That's a suggestion, I guess. But it's based on emotion, rather than a sense of what we're trying to accomplish. The problem is that there are lots of people in Baghdad and even in Fallujah who aren't anti-US and Britain. Sure, we could carpet bomb everything in sight — "making a desolation and calling it peace" is the phrase I occasionally use. I stole it from Livy. And in some cases we'll end up doing that, eventually.

But we're at war with an ideological movement, not with Islam itself, despite how closely the adherents of the ideology identify it with the religion. I'm not fond of Islam as a religion, and the fact that the Bad Guys chock their mosques full of weaponry emphasizes how closely the ideology and the religion are intertwined. But not all Muslims are nutbags, and probably most of them aren't. So we've somehow got to kill and/or capture the adherents of the ideology while leaving the non-nutbags alone as much as we can.

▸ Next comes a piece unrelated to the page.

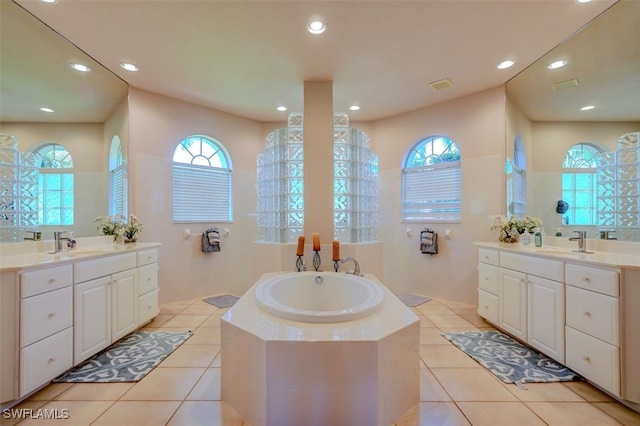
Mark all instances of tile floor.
[5,299,640,426]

Islam's made up of a large number of sects and cults: not only Sunnis, but also Shias, Sufis, Ismailis, Brelvis, Ahmadis and even, if you stretch the point, Ba'hais. Only two of those are actively engaged in conducting terror operations: Sunnis and Shias. Within the Sunni branch, only the Wahhabis have really gone gonzo; the occasional adherent of a different Sunni strain will usually have some political cause, like the PFLP and DFLP in Paleostine. Within Shiism, the Qom school in Iran is the driver behind "international Islamic revolution." The Najaf school's not politically aggressive, which is why the Medes and the Persians were pushing their proxies to take it over. Some of the sects, or portions of them, are allied with us — people like the Kurds, who're mostly Sufis, and portions of Pakland who haven't swilled the Koolade and/or who can guess which side's going to win eventually.

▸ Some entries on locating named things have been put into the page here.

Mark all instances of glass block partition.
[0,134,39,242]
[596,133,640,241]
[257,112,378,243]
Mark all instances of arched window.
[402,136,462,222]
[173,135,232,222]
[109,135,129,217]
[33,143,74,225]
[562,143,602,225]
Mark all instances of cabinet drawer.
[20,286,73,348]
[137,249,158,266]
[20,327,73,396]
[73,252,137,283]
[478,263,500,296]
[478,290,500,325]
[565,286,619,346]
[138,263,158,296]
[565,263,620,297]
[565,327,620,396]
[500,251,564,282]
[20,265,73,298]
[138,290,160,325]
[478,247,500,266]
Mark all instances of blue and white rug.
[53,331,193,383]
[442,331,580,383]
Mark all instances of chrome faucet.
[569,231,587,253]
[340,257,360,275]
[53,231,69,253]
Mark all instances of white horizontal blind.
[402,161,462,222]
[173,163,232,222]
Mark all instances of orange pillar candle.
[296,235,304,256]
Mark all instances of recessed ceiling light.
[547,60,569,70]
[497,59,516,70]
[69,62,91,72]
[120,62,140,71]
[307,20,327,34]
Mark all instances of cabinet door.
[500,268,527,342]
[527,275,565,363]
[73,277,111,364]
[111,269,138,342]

I'd also add that there shouldn't be a death penalty associated with merely disliking, or even hating, us. We actually are occupying Iraq, and there will naturally be a fairly large segment of the population who'll be happy to see us go. We'd feel much the same if the U.S. had lived under a bloody-handed dictatorship for the past 35 years and it had been removed by foreigners. We'd be glad to see the bloody-handed dictator gone, but we'd be wanting to run our own affairs, even before we were remotely ready to do so. That's human nature. Add in the traditional Arab difficulty with the concept of "gratitude," and the problem's aggravated further.

What we're actually trying to do is to make those distinctions in the war we're carrying out. The Bad Guys are quick enough to point to the dead babies when we take out a snake pit that's been set up in a residential neighborhood, and they howl even louder when we actually do make a mistake. That means force when applied has to be proportional and well-aimed. When we're not using military force, we're using diplomatic tactics to try and talk the fence-sitters onto our side and to further isolate the Bad Guys. The while, we're using the guys with the green eyeshades to try and track the money flow to cut off the funding that buys all those arms and ammunition. The intel guys are trying to build the order of battle, so we know who to chase down and who's a front man and who's mere cannon fodder. We didn't have to kill any Libyans for Muammar to change sides. According to today's posts, both Egypt and Syria are kinda-sorta thinking about making plans to get ready to loosen up their societies.

So don't take an over-simplified view of what's going on. If we're not shooting someone, we're talking to someone, and sometimes talk works. Or we're picking his pocket. Or we're looking at his friends. If all that doesn't work, we can always shoot them later.